The Perpetual Demand for Cybersecurity Professionals
In case anybody needed reminding, there’s a critical personnel shortage in the field of cybersecurity. For people who might be able to fill such jobs, the current conundrum offers quite an opportunity. A recent article in Forbes magazine underscores the nuts-and-bolts requirements of securing such a career.
The Forbes team's take is best understood in light of the 2021 Cybint Survey, which predicts that there will be 3.5 million such job openings by 2025. To give you a sense of how things are going, there were 1 million unfilled cybersecurity jobs in 2014. Just over a decade on, that number supposedly jumps to 3.5 million.
It seems like a huge change, but according to one compound annual growth calculator, that’s "merely" a 12.5 percent growth rate.
What's Involved in Climbing onto the Cybersecurity Bandwagon?
Aside from the obvious — direct, relevant, hand-on work experience in the field — would-be cybersecurity pros have a lot options to consider in terms of upping their game in this area. The Forbes story, as you might expect, mentions three primary avenues to garner credibility and consideration as a cybersecurity analyst nowadays:
Earn a degree: Quoting a 2020 (ISC)² survey of cybersecurity careerists, half of those who responded also report "holding computer and information science degrees." Among this somewhat self-selecting population (I have to believe that those responding to such a survey are more likely than the general population to attend college), 40 percent had bachelor’s degrees in cybersecurity, and one-third had master’s degrees in the same field. (Eight percent had PhD’s vis-à-vis 1 percent of the overall U.S. population, which kind of proves my point about self-selection). The story does observe that "some employers may require only a two-year degree if you also have extensive experience and/or professional certifications." I agree.
Gain Experience: In fact, nothing beats relevant, hands-on, cybersecurity work experience. That goes double for those seeking to climb the career ladder, who are coming out of tech support, helpdesk, and other traditional entry-level routes into more senior-level IT positions. In fact, at least one-third of helpdesk trouble tickets are password related, according to numerous sources. Over time, IT pros whose prior experience includes a security component can narrow their focus to concentrate in this area. The more such exposure and experience they’ve obtained — and can document, or credibly discuss in an interview situation — the better positioned for a cybersecurity transition they’ll be.
Obtain Certification: I’m of the persuasion that a current cybersecurity cert is MORE valuable than a degree in the same field that’s five years old or older. The field keeps advancing and its skills and knowledge bases turn over so rapidly that current certs (usually no more than 2 or 3 years old) have great value. Indeed, much as cybersecurity skills and knowledge are evergreen, so also are many well-recognized certs in this field, including the (ISC)² CISSP, but also various Comptia (Security+, CySA+, and more), ISACA (CISA, CISM, etc.), EC-Council (CEH, CSA, CPTP, and so forth), and GIAC credentials, among many others.
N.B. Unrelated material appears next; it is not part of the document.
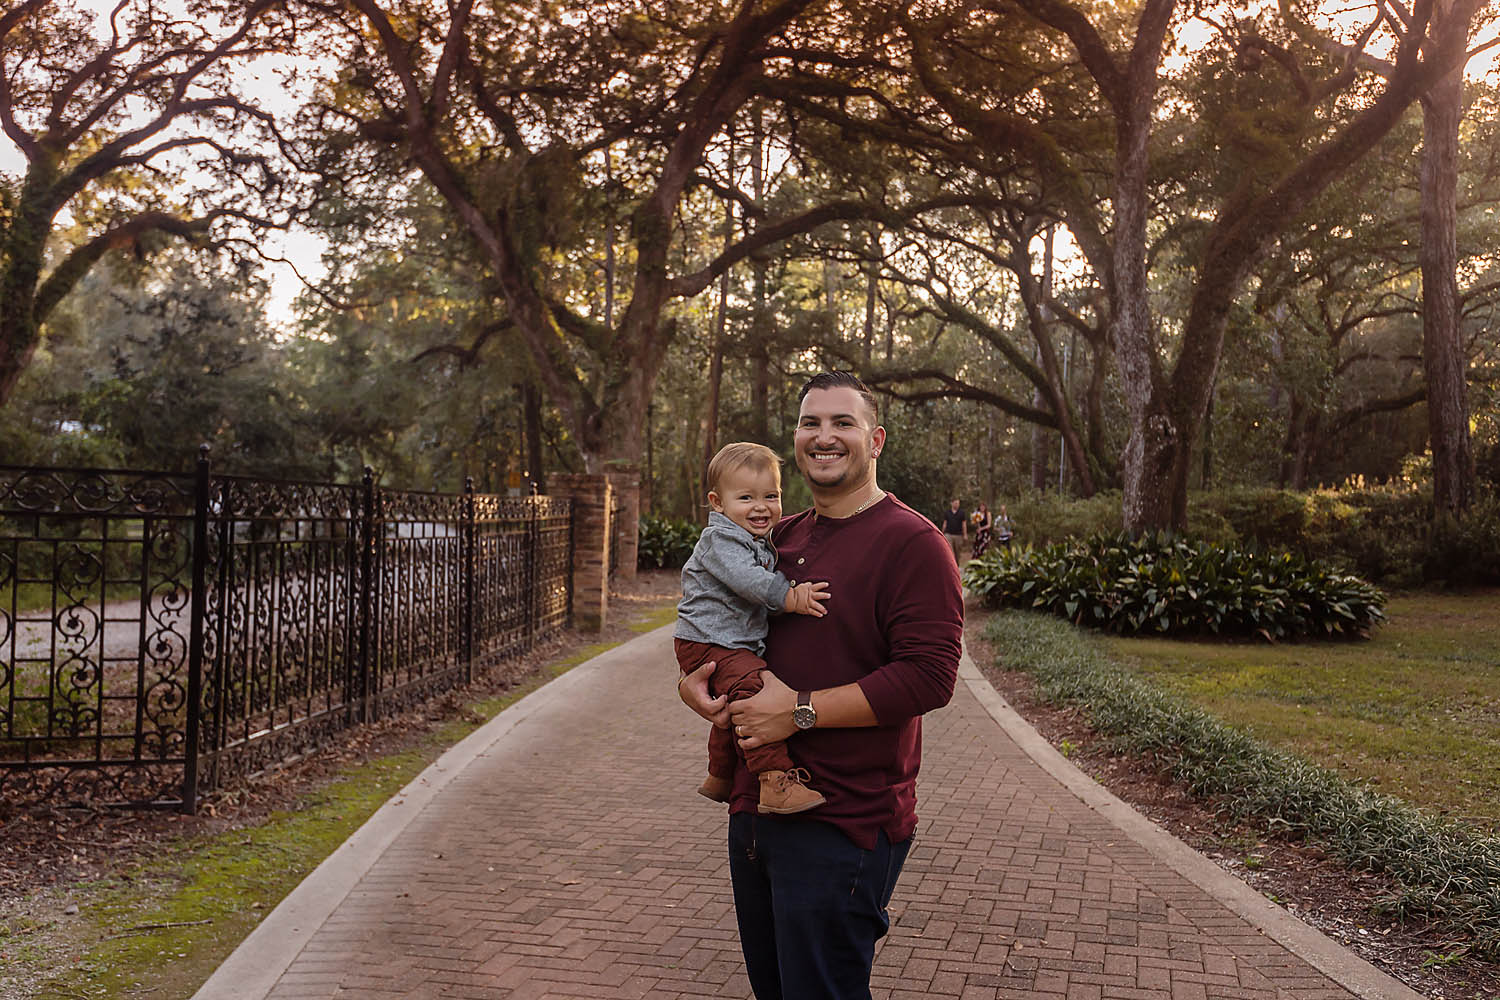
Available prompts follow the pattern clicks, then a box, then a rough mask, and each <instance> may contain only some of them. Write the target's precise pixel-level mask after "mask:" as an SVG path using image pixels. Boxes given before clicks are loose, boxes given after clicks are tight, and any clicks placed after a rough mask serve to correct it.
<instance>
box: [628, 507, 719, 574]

The Most Potent Combination: Degree + Relevant Certs
Even though there’s been plenty of chatter lately that certification works well in lieu of a degree, most employers still look for a combination of degree(s) and certifications (definitely in the plural, especially for cybersecurity pros). A college degree speaks to one’s ability to stick with a learning program long and well enough to garner a sheepskin.
Even better, for those who have degrees in computer-related fields, it redounds to their benefit in chasing IT positions. But current, relevant IT certs speak more directly these days to job-related skills and knowledge, particularly for cybersecurity job roles where specific concepts, systems, tools and platforms are in everyday use.
What Ifs and Buts
For those seeking entry-level cybersecurity work, the CompTIA trinity of A+, Network+ and Security+ remains a potent combination to establish ready-to-work status. In the same vein, various other entry-level security certs may be helpful, in line with their sponsoring organization’s name recognition and perceived value.
From there, security starts to specialize and narrow. This is where credentials from (ISC)², ISACA, EC-Council, GIAC, and others, really start to come into play. Ditto for security platforms from industry players such as Cisco, Dell, Palo Alto Networks, Check Point, and others of that ilk.
All of these organizations offer cybersecurity training and certifications that can help current and aspiring get into the field, and start climbing a dizzying array of potential career ladders. The important thing is to establish and maintain basic security understanding and capabilities, to build a marketable set of skill and knowledge to take to work.
From there, it’s up to you to choose a direction and find your way into the kind of niches and career ladders that will carry you into the coming decades. One thing’s for sure: You’ll never lack for opportunity in the cybersecurity field, and you’ll be able to choose from a surfeit of options for current and future employment.